2
Oct
Band-Aids Over Bab-EL-Mandeb: Counterweight Or Crutch
In Djibouti City, Somali Defense Minister Ahmed Moallim Fiqi and his Djiboutian counterpart, Ali Hassan Bahdon, signed a Status of Forces Agreement (SoFA) to govern the deployment of additional Djiboutian troops into Somalia. The ceremony was wrapped in familiar diplomatic language – “unwavering commitment,” “shared vision of regional stability,” “spirit of cooperation and mutual respect.” Yet the absence of specifics – no troop numbers, no timelines, no operational detail – calls for closer scrutiny. Beyond the performance of camaraderie, the agreement exposes fundamental questions about genuine intent, sustainability, and the realities of power in the Horn of Africa.
Djibouti’s role as a dependable troop contributor in Somalia is well established. Its forces have served under AMISOM, ATMIS, and now AUSSOM, largely in Hirshabelle’s Hiraan region, where they have helped secure towns such as Beledweyne and Buula-burte against al-Shabaab. The new SoFA, described as a “landmark defense deal,” provides the legal framework for an expanded presence, setting out modalities of intervention, reciprocal obligations, and coordination mechanisms. Minister Fiqi hailed it as an essential pillar of Somalia’s “Somali-led stabilization process.”
That narrative, however, glosses over Djibouti’s own strategic calculations. The country is not merely acting out of solidarity. As a small state with limited resources, Djibouti has leveraged its geographic position at the Bab-el-Mandeb Strait to become a global military hub, hosting bases for the U.S., China, France, Japan, and others. These bases generate vital revenue and geopolitical weight, allowing Djibouti to position itself as an indispensable security partner. Additional deployments in Somalia reinforce this role, validating its base infrastructure and strengthening its image as an “outpost of stability.” In this sense, the SoFA serves Djibouti’s rentier-security economy as much as it does Somalia’s stabilization agenda.
The agreement also comes at a moment of institutional fragility.

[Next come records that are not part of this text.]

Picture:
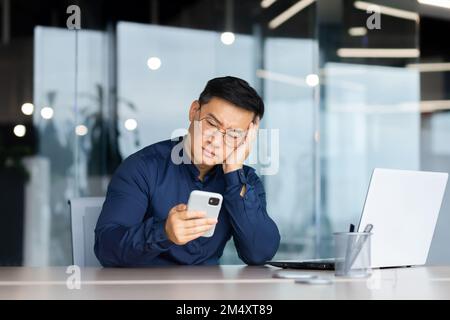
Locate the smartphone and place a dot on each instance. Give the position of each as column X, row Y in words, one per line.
column 210, row 202
column 293, row 275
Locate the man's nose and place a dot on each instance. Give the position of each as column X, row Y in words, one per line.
column 216, row 139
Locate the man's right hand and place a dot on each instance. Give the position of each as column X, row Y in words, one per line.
column 183, row 226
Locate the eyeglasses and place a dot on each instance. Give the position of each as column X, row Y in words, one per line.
column 232, row 137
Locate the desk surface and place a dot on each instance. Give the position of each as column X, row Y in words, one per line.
column 219, row 282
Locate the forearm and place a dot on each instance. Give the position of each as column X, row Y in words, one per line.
column 120, row 246
column 256, row 235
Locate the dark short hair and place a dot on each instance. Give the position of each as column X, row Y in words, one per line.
column 234, row 90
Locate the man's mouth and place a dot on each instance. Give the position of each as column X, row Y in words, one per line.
column 208, row 153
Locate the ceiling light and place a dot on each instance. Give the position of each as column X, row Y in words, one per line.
column 377, row 53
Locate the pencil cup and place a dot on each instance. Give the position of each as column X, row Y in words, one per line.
column 352, row 254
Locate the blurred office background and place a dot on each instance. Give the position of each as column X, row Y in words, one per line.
column 345, row 98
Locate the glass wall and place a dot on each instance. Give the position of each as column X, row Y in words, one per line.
column 370, row 103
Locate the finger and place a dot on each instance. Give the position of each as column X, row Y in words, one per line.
column 186, row 215
column 192, row 237
column 198, row 222
column 181, row 207
column 196, row 230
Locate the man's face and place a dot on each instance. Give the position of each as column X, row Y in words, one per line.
column 209, row 145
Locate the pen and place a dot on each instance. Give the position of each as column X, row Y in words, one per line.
column 349, row 246
column 359, row 245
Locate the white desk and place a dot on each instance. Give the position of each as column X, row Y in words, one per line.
column 218, row 282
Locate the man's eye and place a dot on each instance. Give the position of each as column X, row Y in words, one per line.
column 234, row 134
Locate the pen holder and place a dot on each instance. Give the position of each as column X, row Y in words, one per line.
column 352, row 254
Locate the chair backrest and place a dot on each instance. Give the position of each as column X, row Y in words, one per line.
column 84, row 214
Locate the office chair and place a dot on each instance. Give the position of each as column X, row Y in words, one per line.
column 84, row 214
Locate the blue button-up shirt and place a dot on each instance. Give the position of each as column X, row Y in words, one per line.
column 130, row 230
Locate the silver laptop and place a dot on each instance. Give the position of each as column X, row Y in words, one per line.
column 403, row 207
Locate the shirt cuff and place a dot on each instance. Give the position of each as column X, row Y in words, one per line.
column 159, row 239
column 235, row 178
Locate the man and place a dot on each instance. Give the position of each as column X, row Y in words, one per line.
column 144, row 220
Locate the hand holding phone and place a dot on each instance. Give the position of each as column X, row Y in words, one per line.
column 183, row 225
column 209, row 202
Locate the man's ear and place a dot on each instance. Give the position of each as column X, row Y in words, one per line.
column 195, row 106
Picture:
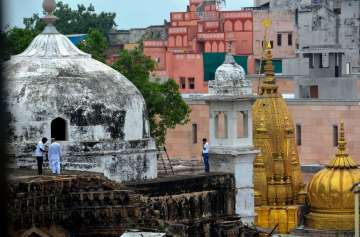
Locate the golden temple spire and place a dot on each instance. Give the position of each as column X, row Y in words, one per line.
column 268, row 85
column 342, row 158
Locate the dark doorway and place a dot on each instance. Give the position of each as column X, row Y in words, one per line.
column 58, row 129
column 314, row 92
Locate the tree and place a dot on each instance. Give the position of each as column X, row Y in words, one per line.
column 83, row 20
column 78, row 21
column 95, row 44
column 166, row 108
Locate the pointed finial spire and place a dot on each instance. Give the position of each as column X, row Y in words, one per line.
column 229, row 59
column 342, row 159
column 268, row 85
column 49, row 7
column 341, row 140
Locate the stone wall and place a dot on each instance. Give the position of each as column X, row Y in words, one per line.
column 316, row 118
column 88, row 205
column 118, row 161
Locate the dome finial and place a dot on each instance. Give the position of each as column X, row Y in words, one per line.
column 341, row 140
column 229, row 59
column 268, row 85
column 342, row 158
column 49, row 6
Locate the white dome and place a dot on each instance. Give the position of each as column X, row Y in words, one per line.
column 230, row 79
column 229, row 70
column 53, row 79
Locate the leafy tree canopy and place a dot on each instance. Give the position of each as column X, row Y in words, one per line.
column 166, row 108
column 78, row 21
column 95, row 44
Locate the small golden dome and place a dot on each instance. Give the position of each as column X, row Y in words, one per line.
column 329, row 192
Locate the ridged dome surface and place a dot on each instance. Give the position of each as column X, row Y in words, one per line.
column 53, row 79
column 229, row 70
column 330, row 197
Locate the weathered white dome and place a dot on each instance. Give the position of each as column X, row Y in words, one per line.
column 53, row 79
column 230, row 79
column 229, row 70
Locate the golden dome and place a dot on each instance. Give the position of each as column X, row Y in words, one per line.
column 277, row 172
column 329, row 192
column 278, row 183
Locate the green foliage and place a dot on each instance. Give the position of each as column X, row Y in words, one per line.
column 15, row 41
column 95, row 44
column 166, row 108
column 78, row 21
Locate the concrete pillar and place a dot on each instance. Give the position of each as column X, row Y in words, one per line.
column 239, row 163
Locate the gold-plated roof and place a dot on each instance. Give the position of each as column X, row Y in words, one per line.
column 329, row 192
column 277, row 175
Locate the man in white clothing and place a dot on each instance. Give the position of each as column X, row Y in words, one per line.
column 205, row 154
column 39, row 153
column 54, row 156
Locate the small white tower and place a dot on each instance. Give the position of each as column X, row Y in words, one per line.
column 231, row 144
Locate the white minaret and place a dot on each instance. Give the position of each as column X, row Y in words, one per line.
column 231, row 144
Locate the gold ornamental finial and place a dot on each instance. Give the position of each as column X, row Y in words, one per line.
column 341, row 140
column 268, row 85
column 342, row 158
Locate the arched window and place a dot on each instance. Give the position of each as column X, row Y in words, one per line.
column 221, row 47
column 207, row 47
column 228, row 26
column 221, row 125
column 214, row 48
column 58, row 129
column 248, row 25
column 238, row 26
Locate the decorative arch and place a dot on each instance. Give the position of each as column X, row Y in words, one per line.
column 185, row 43
column 178, row 41
column 59, row 129
column 248, row 25
column 221, row 125
column 207, row 47
column 228, row 27
column 171, row 41
column 214, row 47
column 221, row 47
column 238, row 26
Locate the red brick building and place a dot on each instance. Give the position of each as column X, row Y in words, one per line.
column 196, row 33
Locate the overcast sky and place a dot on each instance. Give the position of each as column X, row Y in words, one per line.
column 129, row 13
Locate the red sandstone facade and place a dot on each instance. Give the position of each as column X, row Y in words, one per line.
column 191, row 34
column 316, row 120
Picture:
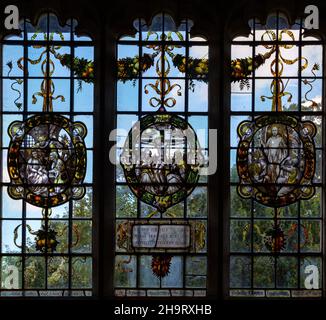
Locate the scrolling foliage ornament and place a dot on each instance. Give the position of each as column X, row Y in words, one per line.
column 161, row 157
column 47, row 152
column 276, row 160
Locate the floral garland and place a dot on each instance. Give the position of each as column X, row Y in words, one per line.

The African Union Support and Stabilization Mission in Somalia (AUSSOM), which replaced ATMIS, has struggled from the outset. Its launch has been marred by a funding crisis, with disputes over UN financing (Resolution 2719) and donor fatigue undermining its viability. U.S. resistance to assessed contributions and signs of weariness from European donors – after decades of bankrolling AU missions – have left AUSSOM underfunded and undermanned. The AU’s appeal for 8,000 additional troops has gone unanswered. Djibouti’s bilateral step, therefore, can be seen as a stopgap, plugging gaps left by a faltering multilateral system. But this very move raises the risk of fragmented approaches. As the EU Institute for Security Studies has cautioned, reliance on bilateral deployments may erode collective frameworks and deepen divisions within Somalia’s already fragile security architecture.

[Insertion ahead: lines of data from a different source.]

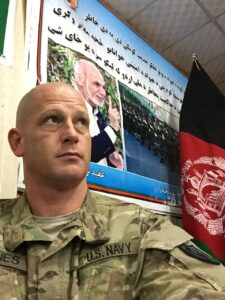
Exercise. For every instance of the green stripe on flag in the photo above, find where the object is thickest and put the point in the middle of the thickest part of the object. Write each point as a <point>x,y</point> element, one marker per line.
<point>4,5</point>
<point>205,248</point>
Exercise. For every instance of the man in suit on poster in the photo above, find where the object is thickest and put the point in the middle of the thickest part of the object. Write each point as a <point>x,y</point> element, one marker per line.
<point>90,83</point>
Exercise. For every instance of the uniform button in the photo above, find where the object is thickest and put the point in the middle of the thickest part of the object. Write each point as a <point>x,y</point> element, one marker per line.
<point>16,282</point>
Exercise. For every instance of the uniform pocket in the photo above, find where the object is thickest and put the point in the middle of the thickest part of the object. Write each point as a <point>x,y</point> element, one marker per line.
<point>110,284</point>
<point>12,285</point>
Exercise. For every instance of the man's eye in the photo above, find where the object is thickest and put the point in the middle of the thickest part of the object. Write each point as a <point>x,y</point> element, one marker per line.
<point>53,120</point>
<point>83,122</point>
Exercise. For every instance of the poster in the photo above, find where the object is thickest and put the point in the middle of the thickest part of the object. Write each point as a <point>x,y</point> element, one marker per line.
<point>7,22</point>
<point>144,88</point>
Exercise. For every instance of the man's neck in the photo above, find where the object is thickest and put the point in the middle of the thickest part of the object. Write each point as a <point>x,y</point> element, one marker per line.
<point>47,201</point>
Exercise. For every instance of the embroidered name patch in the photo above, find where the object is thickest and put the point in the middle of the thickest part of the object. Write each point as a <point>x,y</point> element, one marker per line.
<point>12,260</point>
<point>108,250</point>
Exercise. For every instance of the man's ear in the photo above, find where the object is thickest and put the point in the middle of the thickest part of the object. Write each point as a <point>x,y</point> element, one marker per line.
<point>79,80</point>
<point>15,139</point>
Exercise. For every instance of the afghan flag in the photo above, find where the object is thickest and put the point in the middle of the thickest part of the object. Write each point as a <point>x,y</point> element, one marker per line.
<point>202,161</point>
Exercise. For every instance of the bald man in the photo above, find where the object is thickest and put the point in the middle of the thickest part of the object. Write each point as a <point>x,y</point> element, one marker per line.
<point>60,241</point>
<point>90,83</point>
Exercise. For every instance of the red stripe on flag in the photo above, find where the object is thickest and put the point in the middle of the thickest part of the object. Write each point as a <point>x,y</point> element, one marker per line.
<point>203,191</point>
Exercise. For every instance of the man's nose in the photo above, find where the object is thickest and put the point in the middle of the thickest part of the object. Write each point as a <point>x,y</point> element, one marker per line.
<point>70,134</point>
<point>102,91</point>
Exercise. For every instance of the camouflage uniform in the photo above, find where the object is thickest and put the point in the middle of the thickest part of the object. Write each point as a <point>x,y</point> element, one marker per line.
<point>110,250</point>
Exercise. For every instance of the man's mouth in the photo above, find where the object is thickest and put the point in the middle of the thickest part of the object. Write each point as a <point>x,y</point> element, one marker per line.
<point>70,154</point>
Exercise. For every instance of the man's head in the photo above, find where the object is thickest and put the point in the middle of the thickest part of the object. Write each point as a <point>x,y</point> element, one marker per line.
<point>90,82</point>
<point>52,135</point>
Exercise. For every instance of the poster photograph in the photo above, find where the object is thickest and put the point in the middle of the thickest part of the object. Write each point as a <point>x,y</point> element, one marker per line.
<point>143,90</point>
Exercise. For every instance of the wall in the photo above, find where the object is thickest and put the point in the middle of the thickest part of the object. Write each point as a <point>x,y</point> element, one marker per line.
<point>12,87</point>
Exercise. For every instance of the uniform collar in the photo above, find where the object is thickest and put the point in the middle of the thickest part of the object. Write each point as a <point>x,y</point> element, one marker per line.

Regional politics sharpen this picture. Ethiopia’s attempt to insert troops into AUSSOM was blocked by Somalia following Addis Ababa’s controversial port deal with Somaliland in early 2024, a dispute that nearly paralyzed the mission. While Turkish mediation eased tensions, mistrust persists. Djibouti, historically cautious of Ethiopian dominance yet economically reliant on its trade corridor with Addis Ababa, now presents itself as a more acceptable partner for Mogadishu. By signing this agreement, Somalia demonstrates security cooperation with a “brotherly” neighbor while holding Ethiopian influence at bay. The deployment, then, is not only about countering al-Shabaab but also about recalibrating regional power balances.
The deeper challenge, however, remains Somalia’s unresolved internal crises. Al-Shabaab’s renewed momentum in Hirshabelle, where it has reclaimed towns despite years of AU deployments, highlights the limits of military solutions in the absence of political settlement. Somalia continues to grapple with contested federalism, clan rivalries, and constitutional ambiguity. Regional administrations like Jubaland and Puntland openly resist Mogadishu’s authority, as seen in the December 2024 clash between federal and Jubaland forces. Without progress on these fronts, additional foreign troops – even from close neighbors – risk becoming temporary fixes rather than lasting solutions.
The Djibouti-Somalia SoFA, therefore, should be read in dual terms: as a practical arrangement to sustain a military presence in the fight against al-Shabaab, and as a strategic move by Djibouti to safeguard its own regional relevance. It may ease Mogadishu’s immediate security anxieties and strengthen Djibouti’s bargaining position with external powers. But without parallel efforts to address Somalia’s structural political fragmentation, this deployment risks becoming another episode in a long series of interventions that conflate military presence with genuine progress.